ENGINEERS' COLUMN
vol.1
公開日:2025/10/10
ストレージの容量が解放されない?! ― 確認したい2つのポイント
- サーバ
- ストレージ
時々「ファイルを削除したのにストレージの容量が解放されない」といったお問い合わせをいただくことがあります。原因はいくつかあるのですが、一般的によくある原因の2つを紹介します。
原因①:スナップショット
バックアップやセキュリティ対策で利用されるスナップショット(※)で古いものが残っていると、削除したデータはスナップショット領域に退避されていることがあります。削除してもスナップショット領域にデータが残るため、容量がすぐに解放されないことがあります。
スナップショットの保存期限が決まっており、定期的にローテーションで削除される仕組みがあれば、スナップショットの削除とともに容量は解放されますが、導入時にテスト用で作成したものや、スケジュールしたスナップショット以外に作成したもので、削除し忘れているケースがあります。

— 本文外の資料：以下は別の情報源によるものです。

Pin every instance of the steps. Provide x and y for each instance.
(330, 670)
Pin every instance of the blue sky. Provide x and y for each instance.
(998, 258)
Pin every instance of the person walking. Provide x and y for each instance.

※スナップショット…ある時点のデータの状態を保存する機能。元の論理ボリュームの変更差分のみ保存する。
原因②:予約領域(シン・プロビジョニング)
シン・プロビジョニング(※)の機能を実装した論理ドライブやファイルシステムの場合、書き込みを行う前に、ストレージは書き込みに必要な予約領域の容量の割り当てを行います。

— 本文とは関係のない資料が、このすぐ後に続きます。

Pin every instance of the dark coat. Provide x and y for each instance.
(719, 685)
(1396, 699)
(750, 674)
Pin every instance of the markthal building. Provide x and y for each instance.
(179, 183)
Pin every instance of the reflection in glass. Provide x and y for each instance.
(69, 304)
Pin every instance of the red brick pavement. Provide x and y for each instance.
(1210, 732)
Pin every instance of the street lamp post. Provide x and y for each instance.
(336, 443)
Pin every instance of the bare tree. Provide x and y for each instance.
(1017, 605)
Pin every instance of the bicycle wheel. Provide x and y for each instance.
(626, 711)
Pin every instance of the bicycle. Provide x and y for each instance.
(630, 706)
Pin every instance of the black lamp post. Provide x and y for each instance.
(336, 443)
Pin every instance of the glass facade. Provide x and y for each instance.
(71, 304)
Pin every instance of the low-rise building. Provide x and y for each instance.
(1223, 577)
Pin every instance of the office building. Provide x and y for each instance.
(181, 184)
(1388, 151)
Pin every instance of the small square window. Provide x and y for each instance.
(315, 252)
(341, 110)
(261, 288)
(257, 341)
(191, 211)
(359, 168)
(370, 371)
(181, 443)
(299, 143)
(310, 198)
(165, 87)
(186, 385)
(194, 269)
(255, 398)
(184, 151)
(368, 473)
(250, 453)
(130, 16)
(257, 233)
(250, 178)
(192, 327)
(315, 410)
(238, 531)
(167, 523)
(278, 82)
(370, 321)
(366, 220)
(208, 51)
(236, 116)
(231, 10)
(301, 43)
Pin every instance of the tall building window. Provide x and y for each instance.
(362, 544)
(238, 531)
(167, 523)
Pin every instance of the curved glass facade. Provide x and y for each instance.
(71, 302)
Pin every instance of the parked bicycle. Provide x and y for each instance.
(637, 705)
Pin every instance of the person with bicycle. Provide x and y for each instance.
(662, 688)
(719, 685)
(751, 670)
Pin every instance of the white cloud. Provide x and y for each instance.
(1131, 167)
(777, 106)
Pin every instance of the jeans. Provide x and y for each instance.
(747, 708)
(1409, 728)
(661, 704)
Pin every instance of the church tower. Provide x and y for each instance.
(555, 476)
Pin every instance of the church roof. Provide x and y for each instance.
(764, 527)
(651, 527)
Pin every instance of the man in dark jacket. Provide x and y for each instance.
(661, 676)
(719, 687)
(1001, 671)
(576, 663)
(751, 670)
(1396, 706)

その場合、ファイルを削除しても、すぐに予約領域が解放されるとは限らず、ホストOS上で表示される使用量と、ストレージ上で表示される使用量に差異が発生することがあります。
※シン・プロビジョニング…実際に書き込まれた分(+α)だけ物理的な容量を消費する機能。
①スナップショットが原因の場合の対処方法
①についてはこれが原因とわかれば、対処はスナップショットの削除で対応を進めることができます。

②シン・プロビジョニングが原因の場合の対処方法
②については前述のとおりストレージ製品により挙動が異なります。
具体例
一定のサイズ(数GB以上)のファイルサイズや、一定の連続領域のファイルの削除が必要な場合
⇒あまり頻繁に予約領域の割り当てと解放が行われると、ストレージの負荷が高くなるため、ある程度まとまった領域で解放を行うことがあります。

ホストOSがSCSI Unmapをサポートしていない場合
⇒(現在主流のホストOSではまずこれには該当することはありませんが、)SCSI Unmap(※)をストレージが受け取ることでストレージデバイスの未使用領域を解放できます。ホストOS側から発行される命令ですが、ホストOSがSCSI Unmapをサポートしていない場合には別途外部ツール(fstrim、Optimize-Volume)等での手動実行が必要です。

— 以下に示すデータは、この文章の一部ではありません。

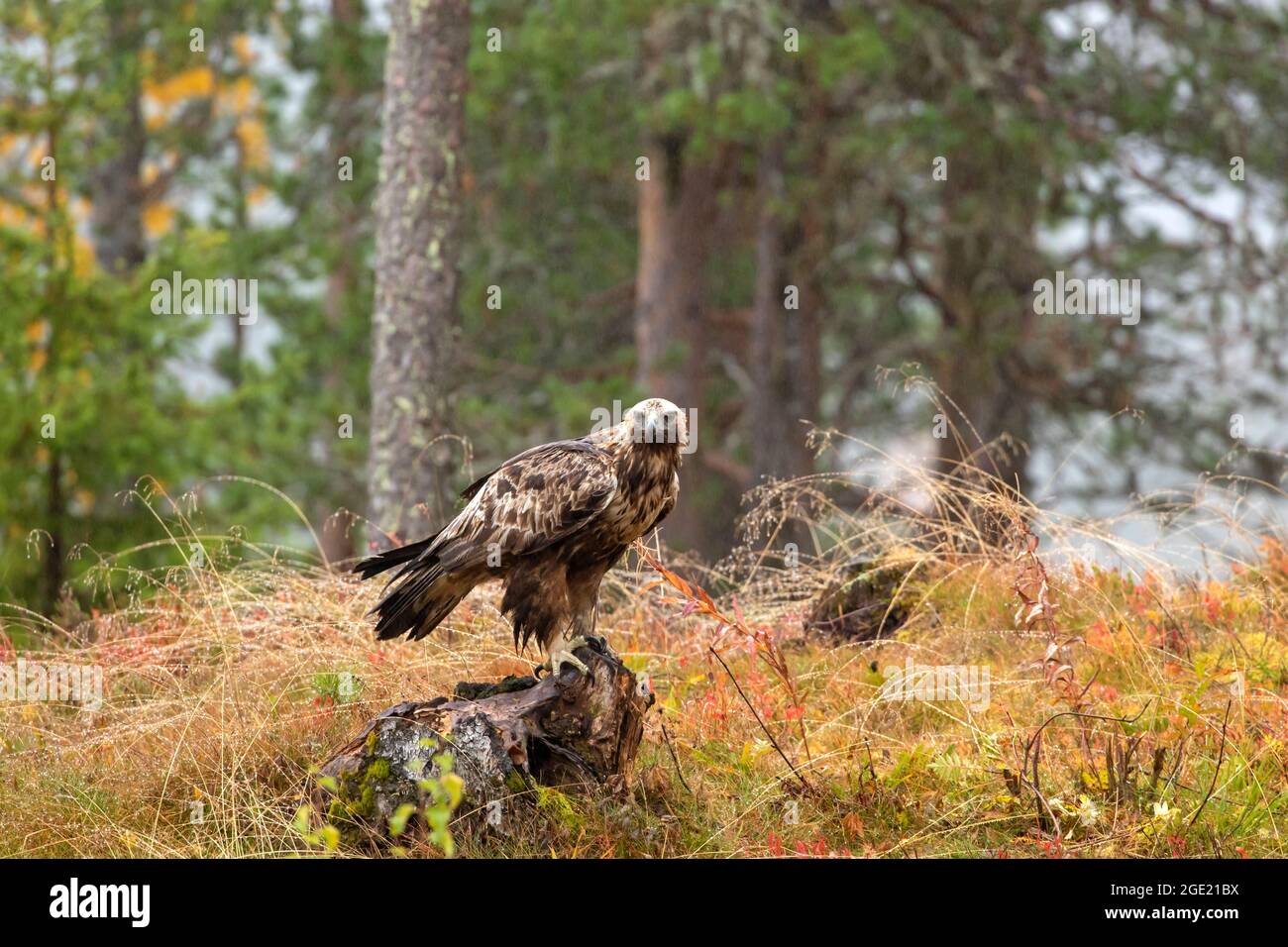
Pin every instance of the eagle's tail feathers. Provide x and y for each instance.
(375, 565)
(417, 603)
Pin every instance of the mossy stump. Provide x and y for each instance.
(870, 599)
(574, 732)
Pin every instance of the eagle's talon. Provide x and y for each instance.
(561, 654)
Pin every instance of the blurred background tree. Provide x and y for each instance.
(747, 208)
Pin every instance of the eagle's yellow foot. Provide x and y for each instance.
(561, 654)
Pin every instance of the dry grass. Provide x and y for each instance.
(1134, 710)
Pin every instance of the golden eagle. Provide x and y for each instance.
(549, 522)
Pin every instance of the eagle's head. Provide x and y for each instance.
(657, 421)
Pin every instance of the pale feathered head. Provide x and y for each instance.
(657, 421)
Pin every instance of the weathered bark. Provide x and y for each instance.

※SCSI Unmapとは…ホストOSやアプリケーションが、シン・プロビジョニングされた論理ドライブやSSD等の物理ドライブにデータが削除されたことを通知し、削除された領域の再利用を可能とする命令。

ストレージ側のタイミングで行われる場合
⇒ホストからのIOを優先し、ストレージ内の負荷が低いときに実施されることがあります。

まとめ
実際の動作については製品ごとに異なる場合があります。もしご利用のストレージ製品について、意図したとおりにストレージ容量が解放されないようなことがあれば、まずは上記の内容をご確認いただくことをおすすめします。